We’ve been watching with interest a story developing over at Digital Music News. The site ran a guest editorial by Jeff Price promoting his new YouTube Content Management System Collections Service, Audiam.
It’s interesting to note how Price targets distribution companies as the black hats but does not criticize YouTube for their less than stellar “Openess and Transparency” with artists. East Bay Ray of The Dead Kennedys spoke to NPR about his frustrations with Google.
“Holiday in Cambodia” by the punk band Dead Kennedys has been streamed on YouTube over 2.5 million times. Guitarist Raymond Pepperell — also known as East Bay Ray — says, overall, Dead Kennedys videos have been watched about 14 million times. But the band has only seen a few hundred dollars.
“I don’t know — and no one I know knows — how YouTube calculates the money”
It’s easy to see why so many readers took exception to Price’s understanding of how YouTube monetization works (or actually doesn’t). One of those people wrote a response to Price’s editorial, Emmanuel Zunz of ONErpm.
If I understand Audiam’s business model correctly (I have tested the service), it’s a pure Content ID play. So here is my first point: Audiam states that they pay artists 100% of the revenues they collect for them from their own channel. But by generating UGC claims on their channels that pay out at 35% instead of the Standard 55% an artist can get on their own, they are actually reducing the amount of money a musician can make through a Standard direct deal with YouTube.
What follows is the real story about the lack of transparency and openess that Google claims is essential to a “free and open” internet. You know, the kind of “free and open” internet where you make the music, movies, books, photos, etc and Google is “free and open” to monetize it without restriction. “Permissionless Innovation” yo!

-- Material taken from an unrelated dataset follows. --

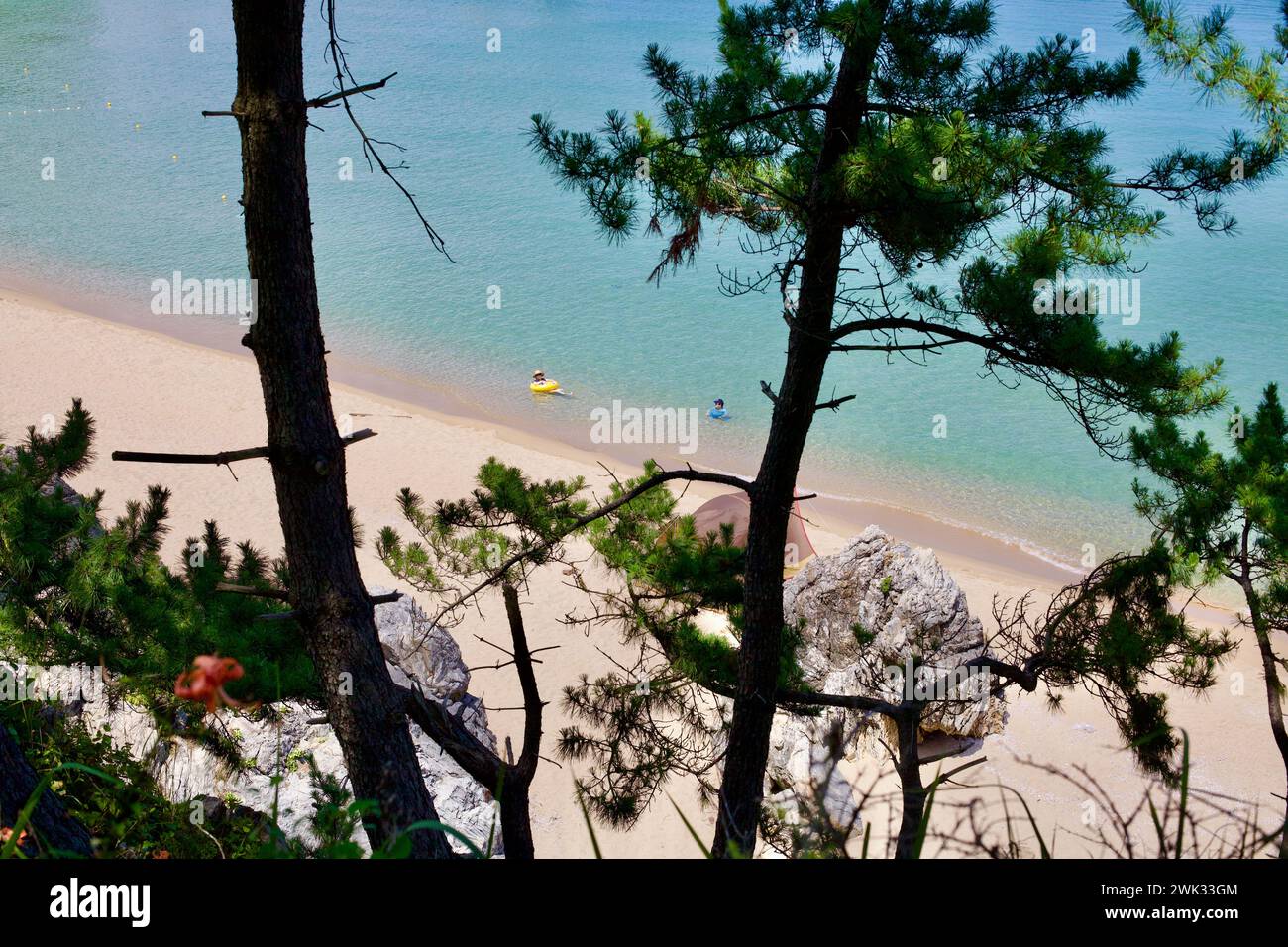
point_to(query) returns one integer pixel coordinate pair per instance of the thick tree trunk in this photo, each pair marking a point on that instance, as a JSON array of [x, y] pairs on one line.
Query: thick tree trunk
[[910, 785], [305, 450], [773, 491], [51, 825]]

So apparently when Zunz was being transparent and open (um, without permission) about Google/YouTube payments and policies in his response to Price he got a little to close to home in revealing Google family secrets. The result was a panicked Zunz contacting Digital Music News to remove, retract and/or otherwise redact the information that Zunz had made public. Oooopsies…

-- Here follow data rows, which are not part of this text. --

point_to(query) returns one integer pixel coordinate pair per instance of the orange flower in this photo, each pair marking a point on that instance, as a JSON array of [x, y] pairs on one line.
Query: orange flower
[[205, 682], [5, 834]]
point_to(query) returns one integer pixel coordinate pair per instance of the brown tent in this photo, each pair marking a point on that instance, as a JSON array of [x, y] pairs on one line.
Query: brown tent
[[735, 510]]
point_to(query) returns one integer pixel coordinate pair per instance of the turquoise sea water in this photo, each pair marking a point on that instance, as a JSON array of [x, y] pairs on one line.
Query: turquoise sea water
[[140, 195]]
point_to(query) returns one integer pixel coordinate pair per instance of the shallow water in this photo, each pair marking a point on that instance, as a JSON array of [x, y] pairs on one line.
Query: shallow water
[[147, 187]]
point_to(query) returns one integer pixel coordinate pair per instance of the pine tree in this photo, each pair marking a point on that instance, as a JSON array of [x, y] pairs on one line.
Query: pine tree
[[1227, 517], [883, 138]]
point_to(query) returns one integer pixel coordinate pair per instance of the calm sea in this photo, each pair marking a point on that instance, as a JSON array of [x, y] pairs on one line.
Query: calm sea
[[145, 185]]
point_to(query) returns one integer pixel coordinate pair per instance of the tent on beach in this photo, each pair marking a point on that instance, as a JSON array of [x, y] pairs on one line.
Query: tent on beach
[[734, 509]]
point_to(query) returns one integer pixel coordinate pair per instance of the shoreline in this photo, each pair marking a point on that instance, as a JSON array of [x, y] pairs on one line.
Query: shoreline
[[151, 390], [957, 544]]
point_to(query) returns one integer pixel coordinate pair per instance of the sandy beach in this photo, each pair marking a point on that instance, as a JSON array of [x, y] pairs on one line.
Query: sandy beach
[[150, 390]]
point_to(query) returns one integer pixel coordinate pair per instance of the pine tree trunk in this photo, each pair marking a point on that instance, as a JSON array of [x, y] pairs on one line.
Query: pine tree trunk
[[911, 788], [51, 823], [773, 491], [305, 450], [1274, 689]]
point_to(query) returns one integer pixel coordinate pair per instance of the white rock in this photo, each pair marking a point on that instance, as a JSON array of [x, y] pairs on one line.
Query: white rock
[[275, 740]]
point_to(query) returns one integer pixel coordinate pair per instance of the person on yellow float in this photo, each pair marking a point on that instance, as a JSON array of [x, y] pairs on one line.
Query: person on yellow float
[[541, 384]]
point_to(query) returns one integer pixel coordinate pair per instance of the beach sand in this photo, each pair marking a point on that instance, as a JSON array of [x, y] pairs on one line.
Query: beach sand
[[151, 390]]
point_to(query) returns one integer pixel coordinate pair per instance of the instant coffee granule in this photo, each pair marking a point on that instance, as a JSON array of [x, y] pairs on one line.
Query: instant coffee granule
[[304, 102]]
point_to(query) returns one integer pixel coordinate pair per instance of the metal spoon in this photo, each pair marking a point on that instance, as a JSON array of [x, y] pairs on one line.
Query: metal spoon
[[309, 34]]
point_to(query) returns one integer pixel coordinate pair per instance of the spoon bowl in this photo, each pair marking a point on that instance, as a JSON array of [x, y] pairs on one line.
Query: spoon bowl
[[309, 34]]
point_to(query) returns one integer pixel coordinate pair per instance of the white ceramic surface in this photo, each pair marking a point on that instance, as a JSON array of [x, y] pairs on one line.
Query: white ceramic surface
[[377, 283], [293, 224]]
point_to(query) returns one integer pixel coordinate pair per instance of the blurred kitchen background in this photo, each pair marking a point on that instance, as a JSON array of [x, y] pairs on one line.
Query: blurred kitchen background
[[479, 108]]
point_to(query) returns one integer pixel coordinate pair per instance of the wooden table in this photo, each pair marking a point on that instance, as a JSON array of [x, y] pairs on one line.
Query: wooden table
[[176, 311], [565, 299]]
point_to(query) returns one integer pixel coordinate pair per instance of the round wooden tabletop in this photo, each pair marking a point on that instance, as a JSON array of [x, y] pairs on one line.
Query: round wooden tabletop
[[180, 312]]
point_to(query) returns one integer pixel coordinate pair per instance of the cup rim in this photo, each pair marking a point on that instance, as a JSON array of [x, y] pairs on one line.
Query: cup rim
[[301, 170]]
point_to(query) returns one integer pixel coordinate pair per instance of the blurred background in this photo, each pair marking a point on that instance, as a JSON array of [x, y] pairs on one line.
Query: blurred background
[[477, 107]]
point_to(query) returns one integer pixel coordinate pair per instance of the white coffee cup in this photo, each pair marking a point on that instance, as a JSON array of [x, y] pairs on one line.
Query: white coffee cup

According to ONErpm, YouTube has demanded that the entire guest post – here – be ripped down, which would obliterate nearly 100 comments and the knowledgebase that comes with that (not to mention the detailed information in the post itself).
But the story doesn’t end there. Zunz had already written a second a highly detailed post for Digital Music News detailing how YouTube monetization actually works! Unfortunately that “Open and Transparent” post is not going to see the light of day in educating musicians about the actual mechanics, percentages and payments by YouTube.
It’s called “the chilling effect”…
Despite serious threats, YouTube has been unsuccessful at removing an earlier article on Digital Music News about confusing royalty payouts and specifics. But what they have been successful at is preventing the next one: a 4,000+ word, highly-detailed essay on YouTube best practices and royalties, from a company highly-specialized in YouTube distribution.
The company simply got spooked, and asked that we not print the piece for fear of having their MCN status revoked by YouTube. So here’s what artists, labels, publishers, startups, and the industry is missing as a result.
So the next time someone wants to talk about the benefits of a transparent, free and open internet based in permissionless innovation it might be worth while to send them this post. After all wasn’t it Google Chairman Eric Schmidt who said, “If You Have Something You Don’t Want Anyone To Know, Maybe You Shouldn’t Be Doing It“?
So when Google protects it’s interests it’s “business” but when musicians protect their rights it’s “censorship”.